Tanpa kuduga, ada seseorang datang dari seberang jalan, seketika kuperhatikan dia, dan ia mendorongku menuju tepi jalan. Sampai kusadari bunyi mesin V8 melintas di depanku, apakah ada yang ingin menabrakku? Padahal saat itu adalah lampu merah untuk kendaraan dari segala arah. Aku terdiam, laki-laki itu membiarkan tubuhnya menjadi bantalan tubuhku, aku terdiam sangat lama, detak jantungku berdetak sangat cepat, tidak mungkin ia adalah laki-laki dari hotel tadi.
Semua mata memandang kami, ini seperti drama, pikirku, sementara mobil tadi entah hilang kemana. Aku larut dalam dekapan laki-laki muda itu, ya aku masih berumur 11 tahun saat ini, dan tidak mungkin kan aku jatuh cinta, tetapi aku tidak tahu lagi ini apa. Tidak lama, ia pun mengisyaratkan aku untuk berdiri, ia membantuku.
“Kau tidak apa-apa?” tanyanya pelan, aku sangat terkesima oleh laki-laki itu, aku pandangi wajahnya dan hanya mengangguk, “syukurlah sekarang kau berdiri dan kembalilah ke hotel,” ujarnya dengan tersenyum, ia menolongku untuk berdiri, lalu seketika pula ia pergi tanpa menoleh ke belakang.
Laki-laki itu, ya dia, entah apa yang ia miliki, ada perasaan nyaman saat aku didekapnya, seperti kedua orang tuaku. Aku berjalan tidak tentu arah memikirkan laki-laki itu, ia sudah menghilang, kemana dia? Aku berusaha mengikutinya, tetapi aku tidak menemukannya, hingga saat aku tiba di persimpangan lain, laki-laki itu kembali muncul.
“Kau, mengapa belum kembali ke hotel?” tanyanya, sangat ramah dan sangat hangat.
“Eh, i…itu,” aduh, bibirku kelu dan tidak bisa mengatakan apapun, pipiku sangat panas saat ini, “baiklah aku antar kau kembali ke hotel,” ia lalu berjalan di depanku, dan kuikuti kemana dia melangkah.
Siapa namanya, aku ingin bertanya, tetapi aku tidak berani, aku hanya bisa mengikuti kemana ia melangkah, ia sangat baik dan sangat hangat, aku sangat nyaman berada bersamanya.
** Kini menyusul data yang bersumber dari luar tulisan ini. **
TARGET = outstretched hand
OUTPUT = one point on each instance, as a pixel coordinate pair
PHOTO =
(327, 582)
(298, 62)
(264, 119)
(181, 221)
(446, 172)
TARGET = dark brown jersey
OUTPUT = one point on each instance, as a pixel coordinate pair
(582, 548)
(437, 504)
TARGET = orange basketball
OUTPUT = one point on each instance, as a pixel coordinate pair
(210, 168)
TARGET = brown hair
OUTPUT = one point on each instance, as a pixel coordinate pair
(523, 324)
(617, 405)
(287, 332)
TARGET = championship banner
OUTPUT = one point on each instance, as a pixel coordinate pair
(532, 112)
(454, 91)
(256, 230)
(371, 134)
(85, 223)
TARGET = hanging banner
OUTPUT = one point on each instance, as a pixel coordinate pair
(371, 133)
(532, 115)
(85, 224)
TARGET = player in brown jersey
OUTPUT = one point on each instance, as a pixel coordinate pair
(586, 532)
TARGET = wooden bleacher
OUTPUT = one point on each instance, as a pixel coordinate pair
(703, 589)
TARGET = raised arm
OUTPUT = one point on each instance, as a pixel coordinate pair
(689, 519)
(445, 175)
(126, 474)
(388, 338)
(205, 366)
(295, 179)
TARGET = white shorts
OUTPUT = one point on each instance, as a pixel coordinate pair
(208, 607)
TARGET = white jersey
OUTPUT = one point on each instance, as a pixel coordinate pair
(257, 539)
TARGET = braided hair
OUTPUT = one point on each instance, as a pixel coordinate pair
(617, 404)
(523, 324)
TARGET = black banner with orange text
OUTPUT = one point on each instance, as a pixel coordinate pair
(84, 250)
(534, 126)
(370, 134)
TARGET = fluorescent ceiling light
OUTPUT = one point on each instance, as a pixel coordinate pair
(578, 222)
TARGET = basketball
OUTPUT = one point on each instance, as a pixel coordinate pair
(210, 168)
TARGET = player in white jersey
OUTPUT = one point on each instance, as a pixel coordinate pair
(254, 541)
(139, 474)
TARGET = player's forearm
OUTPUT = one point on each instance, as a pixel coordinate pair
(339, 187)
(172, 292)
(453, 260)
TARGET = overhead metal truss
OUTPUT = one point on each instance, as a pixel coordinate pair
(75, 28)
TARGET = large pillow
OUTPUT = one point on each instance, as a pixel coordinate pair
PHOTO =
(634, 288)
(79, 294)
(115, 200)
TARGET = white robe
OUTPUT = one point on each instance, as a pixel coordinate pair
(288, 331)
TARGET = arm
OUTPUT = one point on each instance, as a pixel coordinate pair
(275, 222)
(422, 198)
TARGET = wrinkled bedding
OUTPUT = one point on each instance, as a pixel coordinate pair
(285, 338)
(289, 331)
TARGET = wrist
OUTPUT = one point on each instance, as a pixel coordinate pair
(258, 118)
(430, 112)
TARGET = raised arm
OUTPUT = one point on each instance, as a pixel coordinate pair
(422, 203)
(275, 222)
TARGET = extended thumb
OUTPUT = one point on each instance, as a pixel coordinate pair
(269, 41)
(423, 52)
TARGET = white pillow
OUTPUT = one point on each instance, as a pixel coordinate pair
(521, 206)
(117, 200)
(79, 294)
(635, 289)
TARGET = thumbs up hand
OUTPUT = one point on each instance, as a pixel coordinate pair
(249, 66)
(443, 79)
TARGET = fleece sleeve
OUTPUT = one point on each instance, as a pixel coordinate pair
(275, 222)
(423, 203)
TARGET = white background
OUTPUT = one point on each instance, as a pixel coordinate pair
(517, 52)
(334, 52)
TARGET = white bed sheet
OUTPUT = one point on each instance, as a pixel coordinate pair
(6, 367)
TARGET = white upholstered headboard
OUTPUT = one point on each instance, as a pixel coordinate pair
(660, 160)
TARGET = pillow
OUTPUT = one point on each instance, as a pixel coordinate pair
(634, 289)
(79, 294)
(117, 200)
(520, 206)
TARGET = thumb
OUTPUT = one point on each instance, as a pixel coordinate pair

Dan huft, kami tiba di hotel, ia hanya melambaikan tangan ke arahku dan ia kembali naik ke kamarnya, di sana sudah ada orang tuaku yang menungguku.
“Kemana saja kau Abella?” tanya Ibuku, “maaf Ma, aku tadi tersesat, dan ia yang mengantarkaku pulang,” aku menunjuk ke arah elevator yang sudah tertutup.
“Seorang laki-laki?” tanya Ayahku dan tersenyum kecil, “hum,” aku mengangguk pasti, “lalu dimana ia tinggal?” tanya Ayahku lagi.
“Entahlah Pa, ia sepertinya bukan orang Jepang, dan ia adalah tamu di sini,” ujarku sambil mengerucutkan bibirku.
“Schnneider, itu nama keluarganya, entahlah siapa nama depannya,” ujar Ibuku, “ayolah nanti kita terlambat,” Ibuku lalu mengajakku pergi.

Tokyo, aku harus pergi meninggalkan kenanganku bersama laki-laki itu, ia sangat hangat dan nyaman, aku merasakan kebahagiaan meskipun hanya beberapa saat. Kuharap, suatu saat aku bisa bertemu lagi dengannya, laki-laki yang sudah menyelamatkanku dari kecelakaan, dan aku pun belum menceritakan ini kepada kedua orang tuaku.


You may also like

Tidak ada komentar:

Entri Populer

Diberdayakan oleh Blogger.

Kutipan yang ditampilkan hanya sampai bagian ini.